H. Wang et al, Proc. Royal Soc. B (2020)

Fossil sperm cells are notoriously hard to find, owing to the fragility and short lives of the cells. The team stumbled upon this specimen in modern-day Myanmar, fortuitously trapped in amber.

Amber-encased fossils are a boon for paleontologists. Originally the sap from trees, the fossilized remains would have become trapped in the sticky sap, which eventually formed a glass-like bead around the remains, protecting them and suspending them in time.

Thanks to this near-perfect preservation, these paleontologists were able to get a close look at the organisms inside these amber samples — and their sperm. Shockingly, the sperm cells appear to be extremely long, at least 200 microns — about four-and-a-half times the length of the body of a female ostracod. This is even more surprising given an ostracod weighs less than a raisin and is about about 1 millimeter in size.

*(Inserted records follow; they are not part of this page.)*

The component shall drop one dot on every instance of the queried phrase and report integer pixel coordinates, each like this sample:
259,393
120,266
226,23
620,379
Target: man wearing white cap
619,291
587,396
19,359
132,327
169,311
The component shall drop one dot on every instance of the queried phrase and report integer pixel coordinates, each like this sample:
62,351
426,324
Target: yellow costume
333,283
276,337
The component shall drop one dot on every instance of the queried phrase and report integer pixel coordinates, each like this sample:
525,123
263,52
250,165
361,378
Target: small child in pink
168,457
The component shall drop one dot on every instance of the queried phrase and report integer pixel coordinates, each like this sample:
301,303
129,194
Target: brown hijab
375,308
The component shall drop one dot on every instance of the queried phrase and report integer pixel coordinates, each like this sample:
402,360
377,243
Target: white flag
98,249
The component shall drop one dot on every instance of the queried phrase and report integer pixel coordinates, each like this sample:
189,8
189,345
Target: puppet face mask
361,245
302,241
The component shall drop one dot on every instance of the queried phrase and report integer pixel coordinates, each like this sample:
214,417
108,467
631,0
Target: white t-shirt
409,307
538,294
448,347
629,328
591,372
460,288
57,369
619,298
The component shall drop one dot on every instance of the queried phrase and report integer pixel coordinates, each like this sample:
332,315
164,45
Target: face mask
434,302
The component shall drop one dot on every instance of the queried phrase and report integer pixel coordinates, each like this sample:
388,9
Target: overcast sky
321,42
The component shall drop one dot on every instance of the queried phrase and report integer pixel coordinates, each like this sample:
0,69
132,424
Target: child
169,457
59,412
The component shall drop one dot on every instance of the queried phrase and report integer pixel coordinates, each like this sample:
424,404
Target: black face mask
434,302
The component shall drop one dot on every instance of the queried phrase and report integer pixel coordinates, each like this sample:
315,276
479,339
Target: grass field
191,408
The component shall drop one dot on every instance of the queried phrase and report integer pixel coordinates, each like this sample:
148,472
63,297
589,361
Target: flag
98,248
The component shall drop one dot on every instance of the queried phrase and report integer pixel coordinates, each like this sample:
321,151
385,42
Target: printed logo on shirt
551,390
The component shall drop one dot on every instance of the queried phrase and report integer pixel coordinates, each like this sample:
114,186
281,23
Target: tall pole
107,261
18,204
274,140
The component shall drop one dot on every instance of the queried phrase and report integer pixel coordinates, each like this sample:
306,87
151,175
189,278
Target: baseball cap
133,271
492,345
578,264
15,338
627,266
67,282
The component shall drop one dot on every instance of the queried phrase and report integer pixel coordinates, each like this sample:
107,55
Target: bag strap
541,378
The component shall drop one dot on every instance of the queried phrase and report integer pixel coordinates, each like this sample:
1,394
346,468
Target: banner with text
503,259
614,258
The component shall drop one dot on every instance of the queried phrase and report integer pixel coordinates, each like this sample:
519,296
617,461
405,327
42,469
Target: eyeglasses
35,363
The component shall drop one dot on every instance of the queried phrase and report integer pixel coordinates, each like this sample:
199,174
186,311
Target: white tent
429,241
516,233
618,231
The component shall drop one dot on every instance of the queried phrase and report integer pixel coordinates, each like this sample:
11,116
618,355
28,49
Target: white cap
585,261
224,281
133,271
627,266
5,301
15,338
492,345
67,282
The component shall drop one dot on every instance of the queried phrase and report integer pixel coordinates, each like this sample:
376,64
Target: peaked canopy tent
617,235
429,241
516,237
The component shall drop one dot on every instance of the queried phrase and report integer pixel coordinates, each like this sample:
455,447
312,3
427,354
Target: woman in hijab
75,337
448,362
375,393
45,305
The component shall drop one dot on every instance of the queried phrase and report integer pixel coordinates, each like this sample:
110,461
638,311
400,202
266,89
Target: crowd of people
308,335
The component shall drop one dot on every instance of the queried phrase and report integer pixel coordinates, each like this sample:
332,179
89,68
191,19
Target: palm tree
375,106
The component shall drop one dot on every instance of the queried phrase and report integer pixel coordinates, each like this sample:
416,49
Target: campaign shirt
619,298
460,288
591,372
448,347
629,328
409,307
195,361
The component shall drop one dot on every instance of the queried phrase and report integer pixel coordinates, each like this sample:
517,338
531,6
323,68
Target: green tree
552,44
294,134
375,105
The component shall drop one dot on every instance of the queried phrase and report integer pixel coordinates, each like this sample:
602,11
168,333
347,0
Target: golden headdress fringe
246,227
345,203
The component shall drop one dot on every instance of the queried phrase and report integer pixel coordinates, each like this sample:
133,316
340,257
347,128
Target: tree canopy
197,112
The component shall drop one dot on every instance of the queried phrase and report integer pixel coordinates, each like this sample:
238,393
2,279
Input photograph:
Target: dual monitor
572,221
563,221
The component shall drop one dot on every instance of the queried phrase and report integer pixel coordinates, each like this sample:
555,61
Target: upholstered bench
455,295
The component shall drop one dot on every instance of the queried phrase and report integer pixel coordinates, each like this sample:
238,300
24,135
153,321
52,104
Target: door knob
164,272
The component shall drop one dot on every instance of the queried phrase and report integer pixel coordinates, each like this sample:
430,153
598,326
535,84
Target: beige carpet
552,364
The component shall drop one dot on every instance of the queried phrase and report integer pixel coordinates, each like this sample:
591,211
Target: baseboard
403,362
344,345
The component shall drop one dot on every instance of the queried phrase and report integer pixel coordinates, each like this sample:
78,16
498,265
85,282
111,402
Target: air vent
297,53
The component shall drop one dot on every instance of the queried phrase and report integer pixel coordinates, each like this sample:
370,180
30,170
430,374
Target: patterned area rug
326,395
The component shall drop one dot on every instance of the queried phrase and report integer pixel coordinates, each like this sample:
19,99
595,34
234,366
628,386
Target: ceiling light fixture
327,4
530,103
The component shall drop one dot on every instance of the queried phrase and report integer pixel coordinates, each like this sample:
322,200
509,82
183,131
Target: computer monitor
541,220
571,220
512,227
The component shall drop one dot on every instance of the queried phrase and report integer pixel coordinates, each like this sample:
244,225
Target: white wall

This is an example of what is known as sperm gigantism, a phenomenon in which animals produce sperm much larger in comparison to their body size. It is thought to be an evolutionarily advantageous path to reproduction.

"This is the evidence that giant sperm are no extravagant whim,” Renate Matzke-Karasz, the second author of the study and a paleontologist at Ludwig Maximilian University of Munich, told Inverse at the time.

"Previously, we were not sure if animals that 'switched' to using these giant sperm at a certain point in their evolutionary history are doomed to become extinct very quickly," Matzke-Karasz said. "But in ostracods, it worked for more than 100 million years."